Jika aduan ini terbukti, MKD harus mengategorikan perbuatan pelanggaran atas ketidakpatuhan melaporkan LHKPN sebagai pelanggaran berat, seperti diatur dalam Pasal 20 Ayat 4 huruf b Peraturan DPR No 1/2015. Aturan itu menyebutkan bahwa pelanggaran berat adalah pelanggaran kode etik dengan kriteria, antara lain, tidak menjalankan kewajiban sebagaimana dimaksud dalam UU.
”Sanksi berat dapat dijatuhkan kepada mereka, misal karena mereka adalah pimpinan AKD, mereka bisa dicopot sebagai pimpinan AKD. Jadi, ke depan memang jangan lagi koar-koar soal pemberantasan korupsi, tetapi dari individu DPR saja bermasalah,” tutur Kurnia.
Menurut Kurnia, DPR tidak bisa beralasan lupa melaporkan LHKPN. Sebab, semestinya, sebagai anggota dewan, mereka mengetahui kewajiban mereka, yaitu melaporkan harta kekayaan scara berkala kepada KPK.
Kesadaran dan integritas DPR
Anggota MKD dari Fraksi Partai Demokrasi Indonesia Perjuangan (PDI-P), Junimart Girsang, mengatakan, persoalan kepatuhan melapor LHKPN ini berkaitan erat dengan kesadaran dan integritas anggota DPR. Ia pun tidak mempersoalkan apabila ICW akhirnya melaporkan hal tersebut kepada MKD.
Menurut Junimart, sebagai warga negara yang taat aturan, kepatuhan melapor LHKPN merupakan kewajiban tiap penyelenggara atau pejabat negara.

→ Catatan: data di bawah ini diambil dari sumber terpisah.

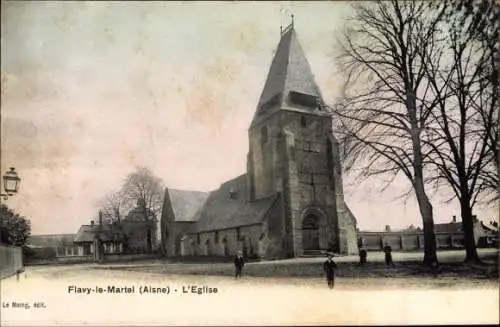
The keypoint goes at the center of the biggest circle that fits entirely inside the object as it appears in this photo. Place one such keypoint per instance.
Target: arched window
(263, 135)
(303, 121)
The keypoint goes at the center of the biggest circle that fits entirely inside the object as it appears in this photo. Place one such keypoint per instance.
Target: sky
(90, 90)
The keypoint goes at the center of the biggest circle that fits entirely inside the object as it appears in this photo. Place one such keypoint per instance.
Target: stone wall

Ia berharap, KPK sebaiknya ikut mengingatkan secara tertulis kepada setiap penyelenggara negara untuk membuat pelaporan harta kekayaan dengan ditembuskan kepada pimpinan lembaga terkait.
Anggota MKD dari Fraksi Partai Gerindra, Imron Amin, mengaku MKD telah mengingatkan seluruh anggota dewan agar rutin melapor LHKPN. Bahkan, MKD juga sudah membuat edaran mengenai hal tersebut. Namun, semua kembali kepada pribadi masing-masing.
”Kami selaku anggota MKD memberikan edaran kepada seluruh anggota DPR agar tak lupa mengisi LHKPN sesuai aturan perundang-undangan,” tutur Imron.